Dogs Used against Civilians and Unarmed Detainees
In every case, these dogs were used against civilians and unarmed detainees, people who were protesting human and civil rights abuses, concentration camp detainees trying to flee, Iraqi civilians caught up in the wide net of suspicion after 9-11.
None of these victims was armed.
And neither are we.
Israel Threatens to use Attack Dogs on Unarmed Civilians of the Gaza Freedom Flotilla
We go to break Israel’s illegal siege on Gaza, a blockade that international bodies have determined is collective punishment. We are standing up for the rights of people living in an open-air prison, just as the protestors in Birmingham and South Africa stood up for the rights of the oppressed.
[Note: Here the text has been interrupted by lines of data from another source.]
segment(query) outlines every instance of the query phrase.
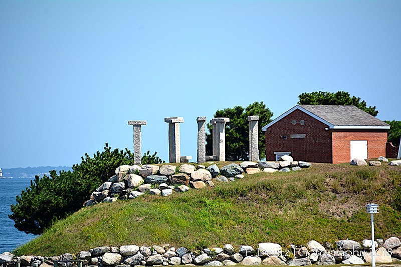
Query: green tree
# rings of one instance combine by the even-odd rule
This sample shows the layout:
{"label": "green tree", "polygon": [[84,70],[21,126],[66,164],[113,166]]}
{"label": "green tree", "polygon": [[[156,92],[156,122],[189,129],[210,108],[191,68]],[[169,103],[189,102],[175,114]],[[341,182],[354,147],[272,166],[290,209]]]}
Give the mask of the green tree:
{"label": "green tree", "polygon": [[344,91],[304,92],[298,97],[299,101],[298,104],[300,104],[354,106],[372,116],[376,116],[378,113],[376,106],[367,106],[366,102],[361,101],[360,98],[351,97],[349,93]]}
{"label": "green tree", "polygon": [[399,139],[401,137],[401,121],[384,120],[384,122],[390,124],[387,136],[387,140],[391,142],[395,146],[399,145]]}
{"label": "green tree", "polygon": [[[233,108],[218,110],[215,118],[230,118],[226,125],[226,160],[229,161],[247,160],[249,158],[249,128],[248,116],[259,116],[259,157],[265,158],[266,136],[262,126],[271,121],[273,112],[266,108],[263,102],[255,102],[247,108],[236,106]],[[206,151],[213,154],[212,125],[208,124],[209,133],[206,134]]]}

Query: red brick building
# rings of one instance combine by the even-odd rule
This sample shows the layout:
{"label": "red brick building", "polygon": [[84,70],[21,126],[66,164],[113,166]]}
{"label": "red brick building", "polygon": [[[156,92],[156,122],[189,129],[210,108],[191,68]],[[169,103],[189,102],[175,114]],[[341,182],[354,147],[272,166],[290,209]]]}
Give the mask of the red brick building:
{"label": "red brick building", "polygon": [[386,154],[390,126],[353,106],[297,105],[264,126],[266,159],[349,162]]}

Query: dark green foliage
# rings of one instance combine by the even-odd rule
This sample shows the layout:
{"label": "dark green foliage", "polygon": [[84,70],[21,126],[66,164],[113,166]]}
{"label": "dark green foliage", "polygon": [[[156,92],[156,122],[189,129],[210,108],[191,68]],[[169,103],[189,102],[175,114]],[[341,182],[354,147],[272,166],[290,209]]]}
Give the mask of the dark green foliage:
{"label": "dark green foliage", "polygon": [[360,98],[351,97],[349,93],[344,91],[304,92],[298,97],[298,104],[300,104],[354,106],[372,116],[376,116],[379,112],[376,110],[376,106],[366,106],[366,102],[361,101]]}
{"label": "dark green foliage", "polygon": [[390,124],[387,140],[391,142],[395,146],[398,146],[399,145],[399,138],[401,136],[401,121],[384,120],[384,122]]}
{"label": "dark green foliage", "polygon": [[[143,162],[160,163],[155,152],[148,151]],[[50,176],[37,176],[31,186],[17,196],[17,204],[11,206],[9,216],[20,231],[39,234],[54,222],[79,210],[91,193],[114,175],[121,165],[133,164],[132,153],[118,148],[112,150],[106,143],[104,151],[93,157],[85,154],[82,162],[73,166],[72,172],[50,172]]]}
{"label": "dark green foliage", "polygon": [[[233,108],[218,110],[215,118],[230,118],[226,125],[226,160],[228,161],[247,160],[249,154],[249,128],[248,116],[259,116],[259,156],[265,157],[265,140],[266,136],[262,128],[271,121],[273,112],[266,108],[263,102],[255,102],[246,108],[236,106]],[[206,134],[206,153],[213,154],[212,125],[208,124],[209,134]]]}
{"label": "dark green foliage", "polygon": [[164,160],[162,160],[161,158],[156,156],[157,152],[155,152],[154,154],[151,155],[150,152],[147,152],[143,154],[142,157],[142,164],[160,164],[160,163],[165,163]]}

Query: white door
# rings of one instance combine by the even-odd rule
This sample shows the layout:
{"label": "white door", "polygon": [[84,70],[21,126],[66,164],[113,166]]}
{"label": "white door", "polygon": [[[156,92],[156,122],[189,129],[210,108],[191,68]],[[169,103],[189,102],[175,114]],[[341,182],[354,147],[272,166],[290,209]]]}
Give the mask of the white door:
{"label": "white door", "polygon": [[367,158],[367,140],[351,140],[351,160],[355,158],[363,160]]}

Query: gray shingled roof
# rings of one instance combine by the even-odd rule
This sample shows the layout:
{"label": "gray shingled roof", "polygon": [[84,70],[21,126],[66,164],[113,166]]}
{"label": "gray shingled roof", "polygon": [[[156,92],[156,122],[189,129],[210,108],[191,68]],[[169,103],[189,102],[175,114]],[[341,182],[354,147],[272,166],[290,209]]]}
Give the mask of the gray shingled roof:
{"label": "gray shingled roof", "polygon": [[389,126],[354,106],[298,106],[335,126]]}

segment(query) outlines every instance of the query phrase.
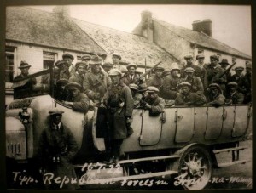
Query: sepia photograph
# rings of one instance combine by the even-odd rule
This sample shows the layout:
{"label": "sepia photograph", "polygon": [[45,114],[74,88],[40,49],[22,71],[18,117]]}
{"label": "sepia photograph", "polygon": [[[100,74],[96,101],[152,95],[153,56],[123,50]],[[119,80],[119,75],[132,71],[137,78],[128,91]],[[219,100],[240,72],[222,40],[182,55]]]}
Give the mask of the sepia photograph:
{"label": "sepia photograph", "polygon": [[7,189],[252,190],[251,5],[5,12]]}

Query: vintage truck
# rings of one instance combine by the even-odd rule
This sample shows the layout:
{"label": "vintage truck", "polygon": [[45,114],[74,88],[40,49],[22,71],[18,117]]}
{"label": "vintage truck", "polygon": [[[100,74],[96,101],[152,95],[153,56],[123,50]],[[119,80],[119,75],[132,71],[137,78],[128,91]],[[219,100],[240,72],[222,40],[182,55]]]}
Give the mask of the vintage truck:
{"label": "vintage truck", "polygon": [[[47,76],[45,87],[40,80]],[[118,182],[174,175],[183,180],[185,189],[201,190],[207,184],[213,167],[250,161],[240,159],[239,152],[246,147],[239,146],[239,142],[252,133],[251,105],[166,106],[163,113],[154,116],[138,107],[133,111],[134,133],[121,147],[124,159],[109,166],[102,162],[104,139],[96,135],[98,109],[84,115],[55,99],[50,69],[28,78],[32,77],[37,78],[38,84],[25,98],[15,94],[15,88],[26,85],[28,79],[14,82],[15,99],[6,108],[6,156],[17,164],[33,162],[38,138],[53,107],[65,111],[62,122],[79,144],[80,150],[74,167],[78,173],[78,173],[84,178],[80,185],[99,183],[86,181],[90,176]],[[216,155],[223,152],[230,152],[229,161],[218,160]],[[104,170],[99,173],[99,167]],[[116,172],[106,175],[113,167]]]}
If Israel is considering bringing attack dogs onto our ships while we sail to Gaza, Israeli officials should be brought up on war crimes charges for taking such action against civilians who are expressing support for an imprisoned people.
We need to ask: Does Israel have the right to attack us with vicious dogs while we sail? Does Israel understand that we are civilians, or do Israeli officials believe, as did their racist predecessors, that we are fair game?
The international community should insist that Israel let us through to Gaza without dogs, snipers, and armed commandos attacking us.
* Greta Berlin is one of the founders of the Free Gaza Movement and was on board the Free Gaza when it sailed to Gaza in August 2008 bearing the first internationals in 41 years to reach the besieged strip of Mediterranean territory. She is a passenger on the US Boat, the “Audacity of Hope,” that will sail in the international Gaza Freedom flotilla to break the naval blockade of Gaza at the end of June, 2011.